(Los Fantasmas de Goya/Goya’s Ghosts, Espanha/EUA, 2006)
Drama de época austero, mais europeu que hollywoodiano, dirigido com classe por Milos Forman (Um Estranho no Ninho, Hair, Na Época do Ragtime, Valmont), que, graças ao excelente roteiro do buñulesco Jean-Claude Carrriére, evita transformar Goya (Stellan Skarsgård, discreto e eficaz), personagem que, pelo seu ofício de representar a burguesia, o clérigo e a nobreza, se move entre os vários estamentos sociais da Ibéria, num moleque fanfarrão (palavra que está na moda), como fizera com Mozart no superestimado Amadeus (1984). Aqui, numa fotografia de tons justos, remetendo diretamente à luminosidade dos quadros e gravuras de Goya, mas sem extravagâncias formais comuns a muitos filmes históricos, como diálogos pomposos e figurinos exagerados, narra a estória da filha de um rico mercador e musa do polêmico e popular pintor Francisco Goya, Inês Bilbatua (Natalie Portman), levada a julgamento pela Inquisição espanhola, injustamente acusada de práticas judaizantes, num período do final do século XVIII em que os clérigos, sobretudo o inflexível irmão Lorenzo (Javier Bardem), resolveram endurecer com os supostos infiéis, retornando às práticas medievais de tortura para levar qualquer suspeito a assinar uma confissão de heresia e assim ser condenado a morte na fogueira, mergulhando o país numa nova era de obscuridade. O pai da menina intercede junto a Goya, que então pintava também o retrato de Lorenzo, para que este liberte a filha, sem sucesso, no entanto. Também apela inutilmente ao monarca da Espanha (Randy Quaid), já que Goya pintava o retrato da rainha. Até que, num jantar com a família de Inês, o pai arma uma emboscada e Lorenzo é forçado sob tortura a assinar uma falsa confissão, a de que seria um “macaco”, provando um pouco do próprio veneno. É a sua vez de cair em desgraça junto ao Santo Ofício. A menina, porém, permanecerá no cárcere, onde dará luz à filha ilegítima de Lorenzo, que foge para a França e lá enriquece. Anos depois, durante a invasão napoleônica, com Goya acometido pela surdez, Lorenzo retorna à Espanha, agora como leigo administrador de Madri, onde vai perseguir seus algozes da Igreja e, em nome dos ideais de igualdade trazidos pela Revolução Francesa, implantará novo regime de terror, com as benções do novo rei imposto por Napoleão. Inês, liberta do cárcere, sem família e enlouquecida, com a ajuda de Goya, buscará sua filha.

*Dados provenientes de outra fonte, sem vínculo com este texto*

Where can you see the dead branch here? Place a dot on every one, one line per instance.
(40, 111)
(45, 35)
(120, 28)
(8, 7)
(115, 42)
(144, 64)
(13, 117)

Com toques de comédia, terror e Javier Bardem excelente como Lorenzo, o protagonista e personagem mais complexo do filme, uma tragédia ilustrada em seus melhores momentos com as pinturas sombrias de Goya, que dão a dimensão exata do horror vivido na Espanha, tanto no período inquisitorial, onde, numa imagem-síntese, um dos personagens retratados num quadro é mostrado ainda incompleto, sem o rosto, sem "visão", desumanizado, como durante as guerras napoleônicas, num filme que critica tanto a cegueira provocada pelo fanatismo religioso quanto aquele autoritarismo que fecunda de idéias igualitárias, mas que, mesmo supostamente mais racionais, quando postas em práticas, acabam dando origem a ações igualmente violentas e intolerantes.